Now, the dependency upon libqtc is a nasty one, because it prevents us from becoming a truly cross-platform lib. libqtc is licensed under the GPL which disallows linking to any other version of Qt besides Qt/X11. It is also very difficult to maintain. Hope this clears the air a bit.

by KDE User (not verified)

What is libqtc exactly and why is it needed? Qt is GPL in the first place...

by Roberto Alsina (not verified)

libqtc is a C binding for Qt.

The idea is that languages link easier to C libraries than C++ ones, so libqtc works
as a C buffer, and you link language->C->C++

I don't much see how C# is going to link to C++ classes without it or something similar, though, but I know nothing about C# ;-)

This approach is the same used by Kylix, too.

Although Qt is GPL, Qt is not ONLY GPL.

Qt is also under the QPL, and under a commercial license, and under a free-as-beer-sometimes license.

Since qtc is GPL, you can not use it with a Qt licensed under any of the other licenses.

Here`s an idea. If IBM or Ximian or whoever pays me 2500 U$S, I promise to write a new QtC under a BSD license.

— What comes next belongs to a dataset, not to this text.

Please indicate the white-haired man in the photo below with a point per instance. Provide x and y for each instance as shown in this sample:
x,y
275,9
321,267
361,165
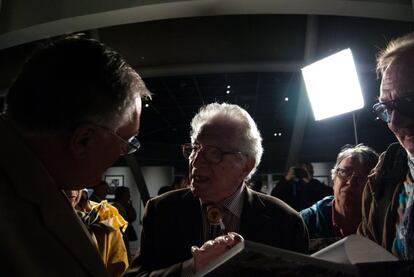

Many better programmers can do a better job, but not many can do it cheaper or claim to have done it before ;-)

by A (not verified)

A small question. Is there a possibility to develop closed source
freeware programs with Qt? Shareware (what's the difference anyway)?

by Roberto Alsina (not verified)

Of course you can.

It's gonna cost you, though.

by A (not verified)

I guess that's the philosophy here.
If you use open source, you support open source.

by Kuba (not verified)

Although that has nothing to do with Qt, small closed-source shareware/freeware projects seem to be a waste of time in >90% of cases. The mentioned >90% of them die, and there's almost no benefit to the society (nor to the original programmers). For small projects that are meant to stay small, open source (ideally GPL) is almost always a good way to proceed.

AFAIK, there are only a few relatively small "shareware" type projects that have stayed in the marketplace for a longer time and had generated useful revenue. WinZip comes to mind.

There have been a beautiful shareware utilities for DOS, some of them quite worth porting to unix nowadays. Yet they have been a waste of time from *today's* perspective since there's no easy way to reuse and expand them, even if we forget about licensing problems. Even though the utilities were useful and all, they are now in bit-heaven. The companies that did them don't exist, some of the programmers that did them may have even retired or became air traffic controllers by now. And I doubt that most of these small shareware shops had short-livedness, or temporary benefit, as one of their goal. I do understand that some shareware authors might have done shareware to temporarily repair their home budgets, but that's a tiny percentage of all shareware makers.

To summarize: if it's a small freeware project, there's no point in not making it opensource: freeware doesn't generate revenue. And you can always make the project double-licensed, so that all outside contributors know that their code may be used in a commercial way. After all, what is the other point of keeping freeware closed-source? The only imaginable point is to make it sell for money, and that's where double-licensing works perfectly.

If it's a shareware project, the question is whether shareware is something you want to do. Yet, in many cases shareware can work anyway all right with open source and generate same or even greater revenue that it would without being open source.